Thaís Pinho: Com certeza, maior habilidade com pessoas e skills de liderança. Como mencionado acima, o Executivo se depara com diversas áreas que possuem escopos muito diferentes, incentivos diferentes e, muitas vezes, visões diferentes sobre o mesmo tema. O perfil dos colaboradores de uma empresa costuma ser mais diverso e pouquíssimas entregas são exclusivamente individuais, o que, inevitavelmente, cria uma oportunidade excelente de desenvolvimento para o Executivo.
Quando há interesse do Executivo em realizar essa transição, quais pontos ele deve levar em consideração na hora de se planejar para que a migração ocorra de forma bem-sucedida?
Carlos Calheiros: Entendo que a transição do mercado financeiro para a economia dita real é uma movimentação de carreira e, também, de vida. Deve-se levar em consideração o seu momento pessoal, seus objetivos de médio e longo prazo e o seu interesse pelo negócio da companhia para qual se pretende migrar. Em outras palavras, o mercado financeiro é bastante conhecido por remunerar muito bem os profissionais no curto prazo, ao passo que não é necessariamente um exemplo de carreiras longas e saudáveis. Quando se vai para a economia dita real, existe um alinhamento de longo prazo que tende a ser maior, com possibilidade de construção de uma carreira mais longa e diversificada. Mais do que isso, acredito que o próprio negócio da empresa deve gerar certa curiosidade/afinidade no profissional, algo que considero importante para que se tenha o prazer de trabalhar e continuar aprendendo.
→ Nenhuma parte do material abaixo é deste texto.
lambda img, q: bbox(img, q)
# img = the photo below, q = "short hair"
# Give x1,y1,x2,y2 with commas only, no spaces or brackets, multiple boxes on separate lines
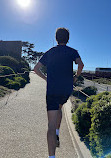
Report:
56,27,69,44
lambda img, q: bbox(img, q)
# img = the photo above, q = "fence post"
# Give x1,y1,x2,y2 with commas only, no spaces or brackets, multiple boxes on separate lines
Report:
107,86,108,91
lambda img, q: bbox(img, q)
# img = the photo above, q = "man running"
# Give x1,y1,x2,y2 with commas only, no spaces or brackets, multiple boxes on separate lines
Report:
34,27,84,158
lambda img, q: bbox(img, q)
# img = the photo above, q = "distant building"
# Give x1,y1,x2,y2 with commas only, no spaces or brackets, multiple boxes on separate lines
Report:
0,41,22,59
95,67,111,78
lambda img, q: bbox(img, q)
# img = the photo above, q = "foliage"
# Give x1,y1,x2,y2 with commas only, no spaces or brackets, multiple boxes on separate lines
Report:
72,103,91,138
73,71,84,86
0,65,15,76
5,78,20,90
72,92,111,157
71,98,82,113
0,66,15,86
72,86,98,99
0,56,30,73
0,86,11,98
93,78,111,85
0,65,29,90
5,76,26,90
0,56,19,73
13,76,27,88
82,86,97,96
19,57,30,72
22,41,44,66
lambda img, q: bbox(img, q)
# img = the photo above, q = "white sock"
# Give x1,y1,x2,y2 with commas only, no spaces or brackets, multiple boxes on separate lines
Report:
49,156,55,158
56,129,59,136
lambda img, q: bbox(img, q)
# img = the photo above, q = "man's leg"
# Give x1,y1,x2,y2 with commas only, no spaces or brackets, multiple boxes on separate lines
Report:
47,110,58,156
56,104,63,129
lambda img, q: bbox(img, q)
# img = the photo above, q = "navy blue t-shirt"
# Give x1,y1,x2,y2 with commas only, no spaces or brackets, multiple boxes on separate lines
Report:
39,45,80,95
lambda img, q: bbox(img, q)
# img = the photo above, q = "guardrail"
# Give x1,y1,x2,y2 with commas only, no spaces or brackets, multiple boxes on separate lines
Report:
0,71,29,78
73,85,90,98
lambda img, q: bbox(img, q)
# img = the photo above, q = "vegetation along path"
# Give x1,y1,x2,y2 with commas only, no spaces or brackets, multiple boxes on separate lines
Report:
0,72,78,158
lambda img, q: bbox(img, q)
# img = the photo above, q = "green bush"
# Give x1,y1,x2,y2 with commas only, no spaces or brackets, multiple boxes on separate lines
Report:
5,76,27,89
71,98,82,113
20,57,30,71
89,95,111,157
5,78,20,90
0,66,15,86
14,76,26,88
82,86,97,96
0,56,30,73
0,65,15,76
0,56,19,73
0,86,11,97
72,92,111,157
0,56,30,90
72,103,91,138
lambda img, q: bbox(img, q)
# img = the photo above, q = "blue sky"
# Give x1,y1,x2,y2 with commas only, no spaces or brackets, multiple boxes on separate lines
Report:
0,0,111,70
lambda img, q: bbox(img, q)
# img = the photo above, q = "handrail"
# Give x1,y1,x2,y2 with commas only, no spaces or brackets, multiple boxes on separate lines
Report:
0,71,29,78
73,85,90,98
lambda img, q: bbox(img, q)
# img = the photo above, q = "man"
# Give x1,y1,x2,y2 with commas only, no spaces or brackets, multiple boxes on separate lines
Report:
34,27,84,158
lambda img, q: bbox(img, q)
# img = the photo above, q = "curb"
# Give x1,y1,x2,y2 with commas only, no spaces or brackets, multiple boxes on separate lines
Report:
63,97,93,158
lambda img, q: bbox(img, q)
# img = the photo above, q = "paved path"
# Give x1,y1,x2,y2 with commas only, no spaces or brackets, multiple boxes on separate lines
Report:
83,79,111,93
0,73,78,158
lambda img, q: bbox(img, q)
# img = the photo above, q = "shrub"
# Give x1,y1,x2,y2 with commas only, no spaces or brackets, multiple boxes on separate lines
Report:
18,57,30,72
0,56,30,73
72,92,111,157
0,86,11,97
89,98,111,157
0,56,30,90
0,65,15,76
71,98,82,113
14,76,26,88
0,56,19,73
72,103,91,138
5,76,27,89
0,66,15,86
5,78,20,90
82,86,97,96
20,71,30,83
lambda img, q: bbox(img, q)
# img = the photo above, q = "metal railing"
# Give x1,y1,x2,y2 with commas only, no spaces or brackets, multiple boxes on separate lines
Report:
0,71,29,78
73,85,90,98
Por fim, eu genuinamente acredito que a economia dita real apresente inúmeras oportunidades impactem real e profundamente a vida de outros profissionais. Falo aqui da possibilidade de ajudar a construir carreiras, preparar sucessores, ajudar a melhorar o corpo técnico da sua empresa e do seu setor de atuação, junto às amplas felicidades e realizações que um líder tem ao constatar seu protagonismo nessa evolução. Importante mencionar: a meritocracia da economia real existe e tem um ritmo diferente do mercado financeiro. Os prazeres que são experimentados como profissional e como pessoa, quando se consegue fazer um bom trabalho em uma empresa da economia dita real são, na minha experiência, incomparáveis.
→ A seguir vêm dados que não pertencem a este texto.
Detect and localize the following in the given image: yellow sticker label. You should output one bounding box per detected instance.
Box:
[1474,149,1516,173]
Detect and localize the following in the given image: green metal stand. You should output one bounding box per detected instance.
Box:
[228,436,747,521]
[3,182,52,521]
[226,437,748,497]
Fernanda Kanan: Antes de qualquer transição de carreira, é essencial que o profissional faça uma autoanálise de como utilizar suas competências como alavancas para atingir seus objetivos, refletindo sobre quais gaps precisam ser preenchidos para que o Executivo, efetivamente, ocupe a posição pretendida. Quando essa transição envolve uma mudança de setor, a análise deve ser ainda mais cuidadosa, porque envolve mudanças em outros aspectos, tais como modelo de remuneração e evolução de carreira que podem ser bem diferentes na economia real.
Thaís Pinho: Nem sempre os Executivos têm tempo de fazer esse planejamento, já que, muitas vezes, são acessados pelas empresas para assumirem posições diversas na economia real, exatamente pela sua trajetória rica em conhecimento técnico, pensamento estruturado e visão estratégica. Mas, para aqueles que buscam a transição ativamente, é importante procurar entender mais sobre como as diversas áreas de uma empresa se conectam, a importância do alinhamento de Finanças com estratégia e, não menos importante, como os elementos da cultura organizacional podem ser capazes, ou não, de fazer com que a empresa prospere e gere valor no longo prazo.